Reproduzido do Estado de S.Paulo, 24/9/2012

O governo da presidente argentina, Cristina Kirchner, lançou no fim de semana a mais dura advertência pública e direta ao Grupo Clarín – que edita o jornal de mesmo nome –, estabelecendo o prazo para pôr em vigência uma draconiana lei de mídia, aprovada em 2009, que proíbe empresas de mídia de manterem mais de uma emissora de TV na mesma praça.

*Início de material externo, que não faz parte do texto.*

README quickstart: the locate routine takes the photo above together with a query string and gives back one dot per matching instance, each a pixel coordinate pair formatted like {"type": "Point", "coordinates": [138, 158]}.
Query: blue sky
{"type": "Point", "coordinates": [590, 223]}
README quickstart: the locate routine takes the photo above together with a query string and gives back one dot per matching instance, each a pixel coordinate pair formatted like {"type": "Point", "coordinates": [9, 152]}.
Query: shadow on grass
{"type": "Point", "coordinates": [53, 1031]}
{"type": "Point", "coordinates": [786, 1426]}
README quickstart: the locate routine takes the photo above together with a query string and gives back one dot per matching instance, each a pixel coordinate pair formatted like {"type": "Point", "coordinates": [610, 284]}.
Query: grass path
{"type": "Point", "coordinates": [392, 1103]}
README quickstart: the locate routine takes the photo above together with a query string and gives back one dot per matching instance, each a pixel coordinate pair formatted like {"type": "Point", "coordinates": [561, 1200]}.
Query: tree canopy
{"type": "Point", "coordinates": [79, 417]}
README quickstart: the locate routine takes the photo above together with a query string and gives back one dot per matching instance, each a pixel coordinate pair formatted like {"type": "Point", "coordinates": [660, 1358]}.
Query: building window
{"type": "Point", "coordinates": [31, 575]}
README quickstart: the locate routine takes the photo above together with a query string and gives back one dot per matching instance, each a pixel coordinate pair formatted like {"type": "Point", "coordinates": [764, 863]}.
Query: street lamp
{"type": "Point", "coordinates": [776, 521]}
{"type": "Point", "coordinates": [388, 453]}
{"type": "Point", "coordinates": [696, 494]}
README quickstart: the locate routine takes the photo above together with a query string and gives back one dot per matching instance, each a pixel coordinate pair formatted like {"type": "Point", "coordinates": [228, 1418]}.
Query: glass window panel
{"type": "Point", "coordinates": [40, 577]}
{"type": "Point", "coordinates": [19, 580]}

Num inusitado anúncio de mais de quatro minutos levado ao ar durante a transmissão dos jogos de futebol deste fim de semana, o governo argentino fixou a data de 7 de dezembro como limite para a execução das medidas, que forçaria o Clarín a se desfazer da maior parte dos 240 canais a cabo, 4 abertos e 10 emissoras de rádio de sua rede. Na mensagem, o Grupo Clarín é qualificado de “uma verdadeira cadeia nacional ilegal”.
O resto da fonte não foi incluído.